Using the cumulative loss ratio and marginal benefit chart, we analyzed the structure of flood-induced mortality across the globe over the period from 1976 to 2016. While recognizing the deficiency of the EM-DAT database and the relative nature of the extensive and intensive flood division, our results suggest that: (1) Across the globe as a whole, or the top 30 countries with high flood-induced mortality, the long-term cumulative deaths due to extensive floods are remarkable when compared to that due to intensive floods; (2) Although the average per-event deaths of extensive floods have reduced by about 75% over the study period in the world, their occurrence frequency has more than quintupled, leading to the slightly increased number of deaths due to extensive floods and the high contribution to the world’s total death from all floods; and (3) Across the top 30 countries with a large number of flood-induced mortalities, their marginal benefits tend to peak at loss prevention levels of 2-year or 5-year flood-induced mortality and diminish with increasing levels of flood loss prevention. Studies have projected that the frequency and potential socioeconomic impacts of extensive floods will continuously increase under climate change (Sweet and Park 2014; Moftakhari et al. 2017; Burgos et al. 2018). Our analysis of historical records and these projections suggest that extensive floods merit additional attention in the future due to their notable cumulative impacts.

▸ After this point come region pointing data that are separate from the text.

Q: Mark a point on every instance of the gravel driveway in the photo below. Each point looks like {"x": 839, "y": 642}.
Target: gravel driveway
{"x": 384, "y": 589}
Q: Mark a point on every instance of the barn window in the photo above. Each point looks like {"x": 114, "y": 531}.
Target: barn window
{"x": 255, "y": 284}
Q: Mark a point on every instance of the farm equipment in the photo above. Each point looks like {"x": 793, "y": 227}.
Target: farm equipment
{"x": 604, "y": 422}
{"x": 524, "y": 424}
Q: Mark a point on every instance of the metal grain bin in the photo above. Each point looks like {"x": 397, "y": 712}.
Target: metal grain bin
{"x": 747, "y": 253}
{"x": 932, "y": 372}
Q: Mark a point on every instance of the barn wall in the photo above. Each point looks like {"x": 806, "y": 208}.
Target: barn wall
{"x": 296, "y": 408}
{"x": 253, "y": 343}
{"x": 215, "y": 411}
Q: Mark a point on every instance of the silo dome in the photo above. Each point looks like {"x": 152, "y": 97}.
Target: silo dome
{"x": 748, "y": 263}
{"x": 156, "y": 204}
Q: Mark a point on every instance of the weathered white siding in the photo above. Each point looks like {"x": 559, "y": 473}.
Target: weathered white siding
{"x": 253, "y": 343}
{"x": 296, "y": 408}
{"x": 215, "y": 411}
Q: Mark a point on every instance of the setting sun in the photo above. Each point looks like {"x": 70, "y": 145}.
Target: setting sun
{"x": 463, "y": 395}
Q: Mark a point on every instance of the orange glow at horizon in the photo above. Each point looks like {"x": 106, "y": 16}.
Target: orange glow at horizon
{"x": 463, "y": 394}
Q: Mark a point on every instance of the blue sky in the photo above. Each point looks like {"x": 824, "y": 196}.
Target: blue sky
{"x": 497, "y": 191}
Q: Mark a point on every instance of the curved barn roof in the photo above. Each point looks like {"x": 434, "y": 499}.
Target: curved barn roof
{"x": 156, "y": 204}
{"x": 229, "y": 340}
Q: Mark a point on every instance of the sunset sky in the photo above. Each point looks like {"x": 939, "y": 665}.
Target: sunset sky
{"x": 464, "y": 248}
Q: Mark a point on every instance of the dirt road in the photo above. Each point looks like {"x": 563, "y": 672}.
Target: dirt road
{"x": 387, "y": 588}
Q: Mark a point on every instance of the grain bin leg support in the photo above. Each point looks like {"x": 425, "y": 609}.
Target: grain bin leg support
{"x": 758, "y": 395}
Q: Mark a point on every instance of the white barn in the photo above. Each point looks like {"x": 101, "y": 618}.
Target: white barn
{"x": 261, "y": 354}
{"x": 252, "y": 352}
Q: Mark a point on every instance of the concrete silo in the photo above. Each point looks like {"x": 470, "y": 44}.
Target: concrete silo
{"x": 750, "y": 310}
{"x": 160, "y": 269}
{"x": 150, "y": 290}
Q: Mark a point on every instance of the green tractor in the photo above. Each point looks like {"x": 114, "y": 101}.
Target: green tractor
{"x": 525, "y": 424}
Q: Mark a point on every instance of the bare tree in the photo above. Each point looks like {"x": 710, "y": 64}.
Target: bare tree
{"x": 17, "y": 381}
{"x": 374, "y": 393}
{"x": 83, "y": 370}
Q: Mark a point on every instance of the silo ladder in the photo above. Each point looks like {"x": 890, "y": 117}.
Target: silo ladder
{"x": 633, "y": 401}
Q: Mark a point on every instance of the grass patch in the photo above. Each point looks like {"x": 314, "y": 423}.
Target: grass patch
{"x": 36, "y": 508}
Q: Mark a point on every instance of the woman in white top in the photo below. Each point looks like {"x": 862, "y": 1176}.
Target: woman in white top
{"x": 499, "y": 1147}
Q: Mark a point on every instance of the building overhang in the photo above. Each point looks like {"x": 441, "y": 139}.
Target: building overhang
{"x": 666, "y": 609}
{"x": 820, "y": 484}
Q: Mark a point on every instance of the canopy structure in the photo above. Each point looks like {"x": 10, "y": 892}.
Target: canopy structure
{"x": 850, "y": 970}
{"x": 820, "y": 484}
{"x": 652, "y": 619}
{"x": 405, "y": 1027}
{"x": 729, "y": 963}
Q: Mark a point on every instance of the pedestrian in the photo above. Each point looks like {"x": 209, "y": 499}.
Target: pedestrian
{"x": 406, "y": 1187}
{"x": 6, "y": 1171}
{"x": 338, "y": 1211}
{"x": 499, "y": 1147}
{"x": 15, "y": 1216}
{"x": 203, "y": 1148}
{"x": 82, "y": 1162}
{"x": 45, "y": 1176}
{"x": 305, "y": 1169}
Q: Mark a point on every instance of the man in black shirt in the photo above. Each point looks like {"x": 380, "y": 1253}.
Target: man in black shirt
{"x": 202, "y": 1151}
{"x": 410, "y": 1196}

Climate change alters flood regimes, making flood risk management more challenging. Abstracted yet sufficiently detailed information on the composite of flood impact is essential for policymakers. Such information could be provided with increasing abundance by adopting the cumulative loss ratio, the marginal benefit chart, and the cumulative loss plot proposed in this work. It would be interesting to test the applicability of these tools to the observed or simulated data for different types of disasters and impacts over regions of various scales.